- Em 19 de junho é celebrado o Dia Mundial de Conscientização sobre a Doença Falciforme; a doença é a forma genética hereditária mais comum no Brasil, afetando mais de sessenta mil pessoas, e o traço falciforme está presente em cerca de dois milhões.
- A doença faz os glóbulos vermelhos assumirem formato de foice, dificultando a circulação e provocando crises vaso-oclusivas e complicações em vários órgãos.
- O diagnóstico definitivo é por eletroforese de hemoglobina; no Brasil, o Teste do Pezinho também identifica a condição nos primeiros dias de vida.
- Acompanhamento multiprofissional é essencial, com hematologistas e outras especialidades em centros de referência; transplante de medula óssea é uma alternativa em casos específicos, e a hidroxiureia está disponível pelo SUS.
- A alimentação e a hidratação são importantes: nutrientes como ácido fólico, vitaminas do complexo B, zinco, magnésio, vitamina D e vitaminas A, C e E ajudam; cuidado com suplementação de ferro e manter boa ingestão de líquidos para reduzir crises.
A Doença Falciforme, tema do Dia Mundial de Conscientização em 19 de junho, é uma condição genética que pode afetar vários órgãos e reduzir a qualidade de vida. O texto reúne informações de especialistas sobre diagnóstico, tratamento e cuidados.
A doença decorre de uma alteração na hemoglobina, que faz os glóbulos vermelhos ficarem rígidos em formato de foice. Isso pode levar a crises vaso-oclusivas dolorosas e a complicações em diferentes sistemas do corpo.
Segundo o Ministério da Saúde, é a doença genética hereditária mais comum no Brasil, atingindo mais de 60 mil pessoas, com cerca de 2 milhões com traço falciforme. Acompanhamento multiprofissional é essencial ao longo da vida.
Diagnóstico e reconhecimento
O diagnóstico definitivo é pela eletroforese de hemoglobina, que identifica o tipo de hemoglobina. O Teste do Pezinho também détecta a doença nos primeiros dias de vida no Brasil.
Quanto mais precoce o diagnóstico, mais rápido começa o acompanhamento preventivo. O traço falciforme, sem sintomas, pode ser transmitido aos filhos conforme a genética dos pais.
Impactos no organismo
A falciforme pode afetar o cérebro, rins, pulmões e coração, entre outros.
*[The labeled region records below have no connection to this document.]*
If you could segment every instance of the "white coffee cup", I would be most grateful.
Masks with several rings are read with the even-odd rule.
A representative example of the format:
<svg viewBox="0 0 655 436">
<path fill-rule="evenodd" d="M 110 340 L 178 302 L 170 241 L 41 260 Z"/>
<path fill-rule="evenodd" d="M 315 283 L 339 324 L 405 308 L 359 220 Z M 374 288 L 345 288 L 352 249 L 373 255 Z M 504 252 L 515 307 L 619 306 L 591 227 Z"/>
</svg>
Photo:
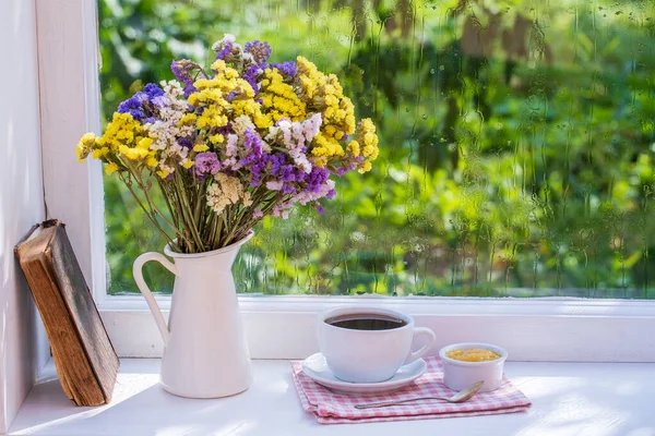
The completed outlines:
<svg viewBox="0 0 655 436">
<path fill-rule="evenodd" d="M 383 315 L 402 322 L 384 330 L 358 330 L 326 323 L 344 315 Z M 319 348 L 335 377 L 350 383 L 379 383 L 403 365 L 424 356 L 437 340 L 429 328 L 414 327 L 409 315 L 377 307 L 337 307 L 319 315 Z M 412 352 L 418 337 L 427 343 Z"/>
</svg>

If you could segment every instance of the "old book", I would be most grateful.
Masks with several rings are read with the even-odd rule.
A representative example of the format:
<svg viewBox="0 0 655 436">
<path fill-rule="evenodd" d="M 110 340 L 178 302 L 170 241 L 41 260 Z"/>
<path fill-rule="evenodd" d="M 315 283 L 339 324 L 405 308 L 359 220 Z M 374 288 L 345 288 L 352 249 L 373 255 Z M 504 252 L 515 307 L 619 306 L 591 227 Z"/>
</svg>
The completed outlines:
<svg viewBox="0 0 655 436">
<path fill-rule="evenodd" d="M 64 225 L 34 226 L 15 253 L 46 327 L 57 374 L 78 405 L 111 400 L 119 361 Z"/>
</svg>

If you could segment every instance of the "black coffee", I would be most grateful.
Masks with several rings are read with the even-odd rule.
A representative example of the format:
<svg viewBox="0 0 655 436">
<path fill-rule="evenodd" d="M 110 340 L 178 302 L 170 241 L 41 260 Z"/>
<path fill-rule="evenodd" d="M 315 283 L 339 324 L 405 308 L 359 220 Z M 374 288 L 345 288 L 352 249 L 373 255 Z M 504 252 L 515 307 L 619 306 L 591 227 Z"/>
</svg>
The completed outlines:
<svg viewBox="0 0 655 436">
<path fill-rule="evenodd" d="M 383 314 L 347 314 L 333 316 L 325 319 L 325 323 L 341 328 L 352 330 L 391 330 L 406 326 L 405 320 L 392 315 Z"/>
</svg>

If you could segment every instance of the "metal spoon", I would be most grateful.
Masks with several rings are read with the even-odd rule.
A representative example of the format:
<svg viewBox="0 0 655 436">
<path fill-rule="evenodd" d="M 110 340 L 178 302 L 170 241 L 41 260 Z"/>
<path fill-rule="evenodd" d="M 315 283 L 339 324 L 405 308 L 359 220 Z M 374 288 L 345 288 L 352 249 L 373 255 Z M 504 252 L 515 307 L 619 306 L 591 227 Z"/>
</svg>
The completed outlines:
<svg viewBox="0 0 655 436">
<path fill-rule="evenodd" d="M 355 409 L 372 409 L 372 408 L 385 408 L 388 405 L 402 404 L 404 402 L 409 401 L 420 401 L 420 400 L 443 400 L 446 402 L 464 402 L 471 399 L 474 395 L 479 392 L 483 388 L 485 382 L 477 382 L 473 385 L 468 386 L 466 389 L 458 391 L 452 397 L 417 397 L 409 398 L 407 400 L 394 400 L 394 401 L 380 401 L 380 402 L 369 402 L 364 404 L 355 404 Z"/>
</svg>

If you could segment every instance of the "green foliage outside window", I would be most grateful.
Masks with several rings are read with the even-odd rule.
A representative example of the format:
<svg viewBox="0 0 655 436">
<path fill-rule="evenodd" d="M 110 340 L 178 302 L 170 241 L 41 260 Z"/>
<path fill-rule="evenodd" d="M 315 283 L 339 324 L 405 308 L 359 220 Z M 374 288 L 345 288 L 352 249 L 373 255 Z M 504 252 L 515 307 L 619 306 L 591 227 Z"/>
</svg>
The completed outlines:
<svg viewBox="0 0 655 436">
<path fill-rule="evenodd" d="M 654 3 L 100 0 L 104 113 L 224 33 L 337 73 L 381 152 L 324 215 L 255 229 L 241 292 L 655 298 Z M 105 187 L 109 291 L 130 292 L 164 241 Z"/>
</svg>

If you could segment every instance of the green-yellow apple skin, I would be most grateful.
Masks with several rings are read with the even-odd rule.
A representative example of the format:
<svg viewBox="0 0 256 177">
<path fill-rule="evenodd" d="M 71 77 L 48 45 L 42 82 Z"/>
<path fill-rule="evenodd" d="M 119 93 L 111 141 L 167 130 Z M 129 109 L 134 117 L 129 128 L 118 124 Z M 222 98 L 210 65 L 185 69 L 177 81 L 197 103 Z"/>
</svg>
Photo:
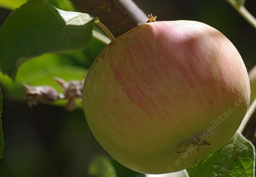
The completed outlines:
<svg viewBox="0 0 256 177">
<path fill-rule="evenodd" d="M 136 27 L 104 48 L 86 76 L 83 105 L 112 156 L 133 170 L 161 174 L 224 145 L 249 97 L 243 61 L 223 34 L 198 22 L 161 21 Z"/>
<path fill-rule="evenodd" d="M 249 72 L 251 84 L 251 103 L 256 98 L 256 65 Z"/>
</svg>

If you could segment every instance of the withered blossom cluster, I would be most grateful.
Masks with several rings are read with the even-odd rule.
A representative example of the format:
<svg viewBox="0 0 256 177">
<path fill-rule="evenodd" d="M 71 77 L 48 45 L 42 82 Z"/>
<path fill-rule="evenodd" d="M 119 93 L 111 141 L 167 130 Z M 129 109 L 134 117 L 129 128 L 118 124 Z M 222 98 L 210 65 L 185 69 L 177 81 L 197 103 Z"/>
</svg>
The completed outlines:
<svg viewBox="0 0 256 177">
<path fill-rule="evenodd" d="M 63 93 L 58 93 L 56 90 L 49 86 L 30 86 L 23 84 L 26 88 L 26 96 L 30 107 L 38 103 L 52 104 L 53 102 L 66 99 L 65 108 L 72 111 L 76 108 L 76 100 L 82 99 L 82 91 L 84 80 L 70 80 L 66 81 L 56 77 L 54 80 L 60 86 Z"/>
</svg>

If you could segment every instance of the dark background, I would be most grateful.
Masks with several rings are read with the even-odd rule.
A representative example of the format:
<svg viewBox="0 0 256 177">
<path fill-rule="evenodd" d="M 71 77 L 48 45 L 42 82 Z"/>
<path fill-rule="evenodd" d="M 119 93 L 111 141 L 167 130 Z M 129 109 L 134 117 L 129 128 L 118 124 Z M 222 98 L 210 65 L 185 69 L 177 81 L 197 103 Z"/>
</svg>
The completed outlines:
<svg viewBox="0 0 256 177">
<path fill-rule="evenodd" d="M 135 2 L 159 21 L 195 20 L 215 27 L 233 42 L 248 71 L 256 64 L 255 30 L 225 1 Z M 247 0 L 245 5 L 256 16 L 256 1 Z M 10 12 L 0 9 L 0 24 Z M 69 112 L 42 104 L 31 109 L 26 100 L 5 97 L 4 92 L 0 176 L 88 176 L 91 160 L 106 153 L 92 135 L 82 110 Z M 114 163 L 120 176 L 132 176 L 131 171 Z"/>
</svg>

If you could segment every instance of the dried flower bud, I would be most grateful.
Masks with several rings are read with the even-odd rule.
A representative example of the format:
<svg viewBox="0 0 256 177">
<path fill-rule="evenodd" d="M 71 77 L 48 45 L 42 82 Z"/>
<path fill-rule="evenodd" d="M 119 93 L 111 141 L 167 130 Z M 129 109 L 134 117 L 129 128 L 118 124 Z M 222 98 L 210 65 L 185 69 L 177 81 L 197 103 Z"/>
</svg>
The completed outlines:
<svg viewBox="0 0 256 177">
<path fill-rule="evenodd" d="M 56 77 L 55 81 L 59 84 L 64 91 L 64 98 L 68 100 L 66 109 L 71 111 L 76 108 L 76 99 L 82 98 L 83 80 L 71 80 L 67 82 Z"/>
<path fill-rule="evenodd" d="M 156 16 L 154 16 L 152 14 L 150 14 L 150 15 L 148 15 L 148 16 L 149 16 L 149 18 L 148 19 L 147 23 L 156 22 Z"/>
<path fill-rule="evenodd" d="M 26 88 L 26 96 L 29 107 L 36 105 L 38 103 L 52 103 L 61 98 L 54 88 L 47 86 L 32 86 L 23 84 Z"/>
</svg>

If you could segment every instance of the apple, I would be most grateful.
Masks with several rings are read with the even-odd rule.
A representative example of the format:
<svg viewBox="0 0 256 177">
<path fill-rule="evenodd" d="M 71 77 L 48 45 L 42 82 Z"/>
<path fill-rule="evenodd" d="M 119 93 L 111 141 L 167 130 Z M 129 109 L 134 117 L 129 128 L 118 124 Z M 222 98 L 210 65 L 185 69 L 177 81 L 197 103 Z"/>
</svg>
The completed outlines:
<svg viewBox="0 0 256 177">
<path fill-rule="evenodd" d="M 251 84 L 251 103 L 256 98 L 256 66 L 249 72 L 249 78 Z"/>
<path fill-rule="evenodd" d="M 191 21 L 137 27 L 90 67 L 83 106 L 101 146 L 137 172 L 176 172 L 223 146 L 249 104 L 249 78 L 232 43 Z"/>
</svg>

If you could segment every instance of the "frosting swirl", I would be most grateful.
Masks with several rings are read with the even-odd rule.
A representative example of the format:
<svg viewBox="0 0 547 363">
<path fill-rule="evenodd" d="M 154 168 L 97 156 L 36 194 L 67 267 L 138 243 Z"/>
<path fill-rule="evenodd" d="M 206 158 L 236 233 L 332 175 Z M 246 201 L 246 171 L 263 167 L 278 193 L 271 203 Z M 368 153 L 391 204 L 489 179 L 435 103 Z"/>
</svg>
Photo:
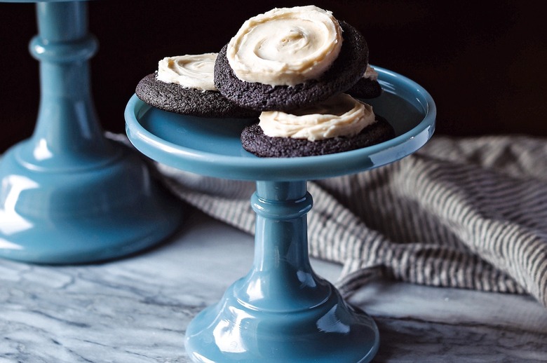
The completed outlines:
<svg viewBox="0 0 547 363">
<path fill-rule="evenodd" d="M 367 69 L 365 71 L 363 78 L 368 78 L 370 81 L 378 81 L 378 72 L 369 64 L 367 64 Z"/>
<path fill-rule="evenodd" d="M 248 82 L 295 85 L 320 76 L 338 56 L 342 28 L 314 6 L 274 8 L 246 20 L 230 40 L 227 57 Z"/>
<path fill-rule="evenodd" d="M 158 62 L 157 79 L 187 88 L 217 90 L 213 71 L 217 53 L 166 57 Z"/>
<path fill-rule="evenodd" d="M 291 114 L 264 111 L 259 119 L 259 125 L 266 136 L 309 141 L 354 136 L 376 121 L 372 106 L 346 94 Z"/>
</svg>

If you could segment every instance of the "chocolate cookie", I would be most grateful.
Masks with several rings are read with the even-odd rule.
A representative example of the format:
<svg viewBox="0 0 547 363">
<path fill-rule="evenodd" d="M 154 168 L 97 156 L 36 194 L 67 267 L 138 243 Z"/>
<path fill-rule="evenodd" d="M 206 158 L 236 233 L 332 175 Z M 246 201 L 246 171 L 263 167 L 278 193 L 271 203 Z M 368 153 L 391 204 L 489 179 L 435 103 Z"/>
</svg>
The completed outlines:
<svg viewBox="0 0 547 363">
<path fill-rule="evenodd" d="M 230 67 L 226 52 L 219 53 L 215 64 L 215 85 L 227 99 L 257 111 L 290 111 L 326 100 L 351 88 L 361 78 L 368 63 L 368 47 L 354 27 L 339 22 L 344 30 L 340 53 L 318 79 L 294 86 L 271 85 L 241 81 Z"/>
<path fill-rule="evenodd" d="M 377 81 L 361 78 L 346 93 L 356 98 L 374 98 L 381 95 L 381 86 Z"/>
<path fill-rule="evenodd" d="M 353 137 L 333 137 L 308 141 L 290 137 L 270 137 L 257 123 L 246 127 L 241 133 L 243 149 L 262 158 L 295 158 L 349 151 L 370 146 L 395 137 L 393 127 L 381 116 Z"/>
<path fill-rule="evenodd" d="M 187 88 L 175 83 L 158 81 L 149 74 L 137 85 L 137 96 L 160 109 L 210 118 L 257 117 L 259 112 L 240 107 L 219 92 Z"/>
</svg>

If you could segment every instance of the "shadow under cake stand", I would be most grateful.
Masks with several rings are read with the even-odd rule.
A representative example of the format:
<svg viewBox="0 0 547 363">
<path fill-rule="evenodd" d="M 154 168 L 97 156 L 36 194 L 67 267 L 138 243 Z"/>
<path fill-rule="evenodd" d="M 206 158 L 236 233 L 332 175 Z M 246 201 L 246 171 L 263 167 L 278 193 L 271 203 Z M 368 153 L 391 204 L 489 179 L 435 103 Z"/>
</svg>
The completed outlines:
<svg viewBox="0 0 547 363">
<path fill-rule="evenodd" d="M 351 362 L 375 355 L 379 336 L 372 319 L 345 303 L 311 267 L 306 217 L 313 203 L 306 181 L 392 163 L 433 135 L 436 109 L 430 95 L 407 78 L 374 68 L 384 92 L 367 102 L 397 136 L 321 156 L 257 158 L 239 139 L 253 121 L 185 116 L 151 107 L 135 95 L 129 100 L 127 134 L 144 155 L 202 175 L 256 181 L 252 268 L 191 322 L 185 348 L 193 361 Z"/>
<path fill-rule="evenodd" d="M 88 64 L 97 41 L 88 32 L 87 3 L 42 1 L 36 11 L 39 34 L 29 50 L 40 62 L 38 118 L 32 137 L 0 160 L 0 257 L 88 263 L 157 243 L 178 228 L 180 206 L 156 185 L 142 156 L 101 130 Z"/>
</svg>

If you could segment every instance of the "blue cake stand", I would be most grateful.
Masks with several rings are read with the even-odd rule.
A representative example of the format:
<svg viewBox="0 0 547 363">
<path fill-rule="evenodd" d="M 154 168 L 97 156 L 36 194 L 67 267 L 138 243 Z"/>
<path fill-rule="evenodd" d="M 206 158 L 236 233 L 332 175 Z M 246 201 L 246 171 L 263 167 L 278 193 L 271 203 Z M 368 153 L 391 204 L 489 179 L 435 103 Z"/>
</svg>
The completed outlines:
<svg viewBox="0 0 547 363">
<path fill-rule="evenodd" d="M 38 119 L 32 137 L 0 160 L 0 257 L 75 263 L 148 247 L 178 227 L 180 204 L 138 153 L 103 135 L 91 99 L 88 61 L 97 42 L 87 3 L 45 1 L 36 9 Z"/>
<path fill-rule="evenodd" d="M 356 173 L 400 159 L 422 146 L 435 128 L 435 107 L 419 85 L 374 67 L 384 94 L 369 102 L 397 137 L 323 156 L 260 158 L 241 147 L 250 121 L 200 119 L 152 108 L 133 96 L 126 109 L 130 140 L 144 154 L 183 170 L 255 180 L 255 261 L 218 303 L 200 313 L 185 347 L 200 362 L 369 362 L 379 336 L 372 318 L 347 304 L 310 266 L 306 181 Z M 253 121 L 250 121 L 253 122 Z"/>
</svg>

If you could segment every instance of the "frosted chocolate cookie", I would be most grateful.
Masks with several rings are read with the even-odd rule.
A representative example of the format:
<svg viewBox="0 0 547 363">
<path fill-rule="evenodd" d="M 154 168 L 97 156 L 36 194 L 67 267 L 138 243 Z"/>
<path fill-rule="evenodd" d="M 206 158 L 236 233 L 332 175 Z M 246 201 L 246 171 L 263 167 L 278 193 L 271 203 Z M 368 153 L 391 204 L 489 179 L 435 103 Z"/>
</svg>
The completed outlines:
<svg viewBox="0 0 547 363">
<path fill-rule="evenodd" d="M 395 137 L 372 107 L 342 94 L 305 109 L 264 111 L 241 133 L 243 149 L 266 158 L 292 158 L 349 151 Z"/>
<path fill-rule="evenodd" d="M 365 39 L 330 11 L 276 8 L 248 20 L 222 48 L 215 85 L 242 107 L 289 111 L 349 89 L 367 63 Z"/>
<path fill-rule="evenodd" d="M 184 115 L 211 118 L 257 117 L 217 90 L 213 69 L 217 53 L 166 57 L 158 71 L 143 78 L 135 93 L 144 102 L 160 109 Z"/>
<path fill-rule="evenodd" d="M 375 98 L 381 95 L 381 85 L 378 82 L 378 73 L 370 65 L 367 66 L 365 74 L 353 86 L 346 92 L 356 98 Z"/>
</svg>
Avanços no estudo mostram risco de AVCs isquêmicos na infância e maior vulnerabilidade a infecções com o baço comprometido pela progressiva perda de função.
A doença demanda vigilância constante, com ênfase em vacinação e prevenção de infecções. As complicações variam conforme a gravidade e a presença de comorbidades.
Acompanhamento multiprofissional
O tratamento reúne hematologistas, neurologistas, cardiologistas, nefrologistas, entre outros. Centros de referência com equipes estruturadas são recomendados para acompanhar os pacientes.
Embora o transplante de medula óssea seja uma opção em casos específicos, a maior parte dos pacientes depende do acompanhamento para prevenir crises. A hidroxiureia tem papel importante na redução de crises.
Alimentação e hidratação
A alimentação adequada melhora bem-estar e qualidade de vida. Pacientes têm maior demanda metabólica, com necessidade de mais energia, proteínas e micronutrientes.
Nutrientes-chave incluem ácido fólico, vitaminas do complexo B, zinco, magnésio, vitamina D e antioxidantes. Cuidados com a ferro suplementação devem ser baseados em exames laboratoriais.
Hidratação é vital para reduzir a viscosidade sanguínea. Frutas, verduras, proteínas magras, grãos integrais e água em quantidade adequada são recomendações comuns, especialmente em calor ou durante atividades físicas.
Conscientização e acesso
Especialistas destacam que a conscientização ainda é um desafio, com crises dolorosas muitas vezes subestimadas. Ampliar o conhecimento facilita diagnóstico precoce e melhora o acesso ao tratamento.
Poucas pessoas conhecem a gravidade da doença, o que reforça a necessidade de ações de informação pública e de melhoria no atendimento aos pacientes.